Neste cinquentenário do golpe militar de 1964, que deu início ao regime que perdurou por mais de 20 anos no país, com restrição a direitos políticos e individuais, perseguição política, mortes, torturas e outras barbáries, decidimos fazer um especial a respeito do tratamento dado aos indígenas pelo regime militar, assunto ainda não suficiente explorado e que traz consequências na ocupação e exploração da Amazônia até os presentes dias.
Muito se fala a respeito dos presos políticos, de muitos brasileiros que foram perseguidos, torturados e exilados. Entretanto, grande parte do público desconhece denúncias como as de Tiuré, ex-funcionário da FUNAI, de etnia potiguara, que teve que se exilar no Canadá em razão de perseguições dos militares: “Pode parecer irônico falar isso, mas a repressão, as torturas, as atrocidades cometidas no meio urbano parecem maior, parecem que doeram mais do que as que foram cometidas contra os índios. Hoje se fala em 400 desparecidos nas cidades, mas nós podemos falar em cinco mil desaparecidos indígenas, porque houve extermínio sistemático de aldeias. Era uma política de estado.”
A emblemática declaração do coronel Carlos Aloysio Weber, ex-comandante do 5° Batalhão de Engenharia e Construção, confirma o tom de como a ditadura lidou com as questões ambiental e indígena na Amazônia: “Como você pensa que nós fizemos 800 quilômetros de estrada? Pedindo licença, chê? Usamos a mesma tática dos portugueses, que não pediam licença aos espanhóis para cruzar a linha de Tordesilhas. Se tudo o que fizemos não tivesse dado certo, eu estaria na cadeia, velho.”
A declaração do coronel revela ainda o ‘DNA’ da política levada a cabo pelos militares na Amazônia, que, segundo apura a Comissão da Verdade, sugere a ocorrência de genocídio. Obviamente descendente do modelo colonialista português, infelizmente ainda se pode encontrar esse ‘DNA’ em muitos dos projetos desenvolvimentistas na região. Lamentavelmente, obras como as da usina hidrelétrica de Belo Monte, não têm seguido os trâmites legais de consulta e indenização prévias aos povos indígenas afetados.
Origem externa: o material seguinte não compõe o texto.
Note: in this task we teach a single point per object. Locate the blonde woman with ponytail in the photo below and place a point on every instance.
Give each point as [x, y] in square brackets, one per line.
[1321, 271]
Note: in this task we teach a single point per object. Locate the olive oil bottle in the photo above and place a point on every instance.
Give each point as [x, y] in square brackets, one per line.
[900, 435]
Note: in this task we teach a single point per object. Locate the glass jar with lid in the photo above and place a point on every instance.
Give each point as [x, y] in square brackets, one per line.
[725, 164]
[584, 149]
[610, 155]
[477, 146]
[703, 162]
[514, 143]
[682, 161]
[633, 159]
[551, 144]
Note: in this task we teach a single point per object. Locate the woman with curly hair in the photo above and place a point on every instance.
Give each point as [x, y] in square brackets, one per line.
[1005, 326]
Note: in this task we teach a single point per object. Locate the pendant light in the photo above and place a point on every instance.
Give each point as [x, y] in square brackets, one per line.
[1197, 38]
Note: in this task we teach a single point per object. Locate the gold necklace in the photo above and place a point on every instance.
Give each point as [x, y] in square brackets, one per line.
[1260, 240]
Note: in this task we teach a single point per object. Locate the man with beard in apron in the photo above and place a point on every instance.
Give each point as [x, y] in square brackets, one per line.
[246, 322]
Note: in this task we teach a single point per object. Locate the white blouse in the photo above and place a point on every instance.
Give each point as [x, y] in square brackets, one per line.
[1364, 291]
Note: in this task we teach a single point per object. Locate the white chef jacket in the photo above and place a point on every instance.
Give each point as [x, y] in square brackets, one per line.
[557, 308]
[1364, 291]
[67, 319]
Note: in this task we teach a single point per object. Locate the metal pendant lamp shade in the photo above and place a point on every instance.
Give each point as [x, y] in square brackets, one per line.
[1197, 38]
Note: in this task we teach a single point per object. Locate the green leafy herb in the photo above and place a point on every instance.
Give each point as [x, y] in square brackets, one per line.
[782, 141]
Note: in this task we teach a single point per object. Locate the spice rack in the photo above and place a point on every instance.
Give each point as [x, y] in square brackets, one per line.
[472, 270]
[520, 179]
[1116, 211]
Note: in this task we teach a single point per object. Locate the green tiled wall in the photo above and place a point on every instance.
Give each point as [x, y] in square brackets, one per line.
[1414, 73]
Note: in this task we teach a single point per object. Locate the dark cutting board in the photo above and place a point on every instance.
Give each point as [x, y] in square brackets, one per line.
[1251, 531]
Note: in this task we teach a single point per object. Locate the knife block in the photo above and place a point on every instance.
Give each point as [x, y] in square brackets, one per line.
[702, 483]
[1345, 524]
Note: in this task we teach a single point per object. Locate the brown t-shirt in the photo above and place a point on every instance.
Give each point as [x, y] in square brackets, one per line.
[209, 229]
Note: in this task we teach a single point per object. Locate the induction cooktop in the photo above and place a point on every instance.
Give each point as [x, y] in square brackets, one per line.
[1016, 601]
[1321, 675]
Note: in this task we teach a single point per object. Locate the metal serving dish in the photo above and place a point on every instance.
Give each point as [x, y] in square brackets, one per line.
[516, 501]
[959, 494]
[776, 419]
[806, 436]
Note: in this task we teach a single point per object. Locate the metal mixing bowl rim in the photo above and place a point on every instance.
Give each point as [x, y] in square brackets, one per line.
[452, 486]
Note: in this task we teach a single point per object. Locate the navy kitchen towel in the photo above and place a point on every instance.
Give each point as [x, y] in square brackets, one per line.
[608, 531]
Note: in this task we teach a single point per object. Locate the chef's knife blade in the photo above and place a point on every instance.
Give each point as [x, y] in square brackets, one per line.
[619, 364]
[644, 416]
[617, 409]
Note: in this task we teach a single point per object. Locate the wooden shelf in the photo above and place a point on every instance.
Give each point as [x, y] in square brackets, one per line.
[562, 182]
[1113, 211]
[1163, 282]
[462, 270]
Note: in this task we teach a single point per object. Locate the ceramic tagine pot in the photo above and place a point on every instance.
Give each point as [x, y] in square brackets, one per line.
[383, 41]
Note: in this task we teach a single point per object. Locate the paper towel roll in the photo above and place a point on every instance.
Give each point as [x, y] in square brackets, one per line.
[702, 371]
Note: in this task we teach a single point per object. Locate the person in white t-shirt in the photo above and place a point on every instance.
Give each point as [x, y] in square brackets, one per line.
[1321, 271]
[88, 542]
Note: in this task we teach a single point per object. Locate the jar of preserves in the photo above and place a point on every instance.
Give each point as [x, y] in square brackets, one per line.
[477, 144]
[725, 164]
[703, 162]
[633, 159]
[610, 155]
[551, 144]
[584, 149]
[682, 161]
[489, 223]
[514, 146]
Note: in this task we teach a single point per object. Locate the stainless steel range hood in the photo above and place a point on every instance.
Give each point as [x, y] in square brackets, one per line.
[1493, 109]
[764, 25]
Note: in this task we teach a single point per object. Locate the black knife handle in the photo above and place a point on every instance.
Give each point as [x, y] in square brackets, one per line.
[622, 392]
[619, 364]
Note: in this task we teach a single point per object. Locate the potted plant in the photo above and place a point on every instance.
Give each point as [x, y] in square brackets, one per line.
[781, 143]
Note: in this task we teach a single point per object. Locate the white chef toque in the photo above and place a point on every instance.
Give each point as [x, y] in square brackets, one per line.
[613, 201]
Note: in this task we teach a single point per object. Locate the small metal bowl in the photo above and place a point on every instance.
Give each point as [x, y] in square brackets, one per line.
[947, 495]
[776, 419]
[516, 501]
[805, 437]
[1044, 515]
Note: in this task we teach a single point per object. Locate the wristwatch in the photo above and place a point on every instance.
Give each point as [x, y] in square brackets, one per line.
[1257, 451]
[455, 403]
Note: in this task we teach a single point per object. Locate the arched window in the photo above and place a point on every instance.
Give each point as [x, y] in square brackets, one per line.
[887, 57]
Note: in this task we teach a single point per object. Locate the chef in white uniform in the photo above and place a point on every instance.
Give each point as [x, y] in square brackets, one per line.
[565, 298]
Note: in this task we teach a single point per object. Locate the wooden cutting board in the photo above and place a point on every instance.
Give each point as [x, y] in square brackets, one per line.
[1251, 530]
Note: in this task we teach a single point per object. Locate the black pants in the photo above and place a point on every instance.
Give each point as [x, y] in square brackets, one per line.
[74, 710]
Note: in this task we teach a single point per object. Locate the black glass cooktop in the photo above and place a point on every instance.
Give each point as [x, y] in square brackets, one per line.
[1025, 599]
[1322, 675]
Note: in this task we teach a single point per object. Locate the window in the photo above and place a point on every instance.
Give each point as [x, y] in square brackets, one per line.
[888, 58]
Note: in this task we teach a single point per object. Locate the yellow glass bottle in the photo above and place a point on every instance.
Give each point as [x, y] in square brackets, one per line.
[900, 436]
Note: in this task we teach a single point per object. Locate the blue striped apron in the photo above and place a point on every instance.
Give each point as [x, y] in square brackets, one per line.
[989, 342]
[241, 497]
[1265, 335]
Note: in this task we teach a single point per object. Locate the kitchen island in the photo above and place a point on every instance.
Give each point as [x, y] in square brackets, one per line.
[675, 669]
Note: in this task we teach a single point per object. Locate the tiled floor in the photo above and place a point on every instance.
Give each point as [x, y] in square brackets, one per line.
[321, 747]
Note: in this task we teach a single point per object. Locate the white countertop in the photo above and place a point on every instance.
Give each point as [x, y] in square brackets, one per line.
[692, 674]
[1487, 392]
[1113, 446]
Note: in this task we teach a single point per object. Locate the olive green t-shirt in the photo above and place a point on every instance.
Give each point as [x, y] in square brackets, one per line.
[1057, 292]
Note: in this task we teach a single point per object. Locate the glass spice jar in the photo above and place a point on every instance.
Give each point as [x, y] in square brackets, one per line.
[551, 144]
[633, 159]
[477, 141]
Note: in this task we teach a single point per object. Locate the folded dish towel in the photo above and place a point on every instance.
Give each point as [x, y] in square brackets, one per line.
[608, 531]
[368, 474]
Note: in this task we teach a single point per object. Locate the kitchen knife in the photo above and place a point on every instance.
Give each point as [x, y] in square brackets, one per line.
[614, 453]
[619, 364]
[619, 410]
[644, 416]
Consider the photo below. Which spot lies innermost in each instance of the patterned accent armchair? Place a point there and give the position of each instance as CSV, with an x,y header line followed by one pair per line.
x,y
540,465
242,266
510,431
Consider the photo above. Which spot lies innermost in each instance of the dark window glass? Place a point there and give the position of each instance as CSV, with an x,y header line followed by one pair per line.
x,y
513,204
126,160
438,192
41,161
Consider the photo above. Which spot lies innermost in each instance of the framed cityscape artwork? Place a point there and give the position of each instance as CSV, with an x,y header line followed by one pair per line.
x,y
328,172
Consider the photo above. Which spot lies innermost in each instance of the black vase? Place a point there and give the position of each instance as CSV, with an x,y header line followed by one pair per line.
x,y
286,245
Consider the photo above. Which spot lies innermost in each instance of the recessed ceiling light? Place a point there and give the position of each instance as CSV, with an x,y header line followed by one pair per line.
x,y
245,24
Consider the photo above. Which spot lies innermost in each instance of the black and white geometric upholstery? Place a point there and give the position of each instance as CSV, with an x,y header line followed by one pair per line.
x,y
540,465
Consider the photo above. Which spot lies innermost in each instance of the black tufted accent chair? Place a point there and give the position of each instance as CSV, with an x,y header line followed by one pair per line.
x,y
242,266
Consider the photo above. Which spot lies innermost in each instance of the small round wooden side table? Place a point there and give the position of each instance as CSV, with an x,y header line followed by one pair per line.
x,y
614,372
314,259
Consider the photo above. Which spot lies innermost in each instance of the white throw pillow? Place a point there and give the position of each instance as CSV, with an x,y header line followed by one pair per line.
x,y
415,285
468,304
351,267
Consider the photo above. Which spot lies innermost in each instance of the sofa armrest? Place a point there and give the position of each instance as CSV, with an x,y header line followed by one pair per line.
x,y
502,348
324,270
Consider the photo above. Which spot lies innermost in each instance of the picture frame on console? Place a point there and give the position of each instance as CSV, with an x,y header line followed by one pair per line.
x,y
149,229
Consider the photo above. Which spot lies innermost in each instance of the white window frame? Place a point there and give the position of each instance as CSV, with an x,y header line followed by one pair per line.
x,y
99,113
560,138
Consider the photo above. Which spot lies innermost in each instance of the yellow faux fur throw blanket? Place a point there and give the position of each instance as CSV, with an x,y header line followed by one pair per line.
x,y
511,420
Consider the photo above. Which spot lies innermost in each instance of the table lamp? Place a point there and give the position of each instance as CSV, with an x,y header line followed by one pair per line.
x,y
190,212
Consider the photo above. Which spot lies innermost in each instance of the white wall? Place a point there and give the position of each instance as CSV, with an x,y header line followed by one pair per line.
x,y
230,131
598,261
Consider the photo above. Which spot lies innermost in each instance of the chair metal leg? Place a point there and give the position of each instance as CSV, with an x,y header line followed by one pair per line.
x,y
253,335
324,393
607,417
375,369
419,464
Também a Petrobras foi acusada de atividades irregulares, sem consulta aos povos indígenas ou mesmo informação à FUNAI, na bacia do rio Tapauá, no estado do Amazonas, com a instalação de 15 balsas com geradores de alta capacidade, dutos e máquinas de mineração.
Perguntada sobre a recente exploração da Petrobras na bacia do rio Tapauá, a ANP, Agência Nacional do Petróleo, afirmou que “nenhuma exploração de petróleo e gás fora anunciada ou autorizada por esta agência naquela região.”
Talvez não seja nem mesmo possível para o Brasil resgatar suas dívidas com os povos indígenas. Para fazê-lo, deverá não apenas dissecar e reparar as atrocidades cometidas durante a ditadura militar. Deverá forçosamente buscar um novo modelo, uma nova forma de se relacionar com esses povos, que não reverbere os conflitos colonizador/colonizado que têm persistido há mais de quinhentos anos. Deve desistir de colonizar a Amazônia, aprendendo a conciliar o desenvolvimento, necessário para a melhoria de vida do povo, com um misto de ocupação e preservação onde haja respeito a seus povos e ao meio ambiente.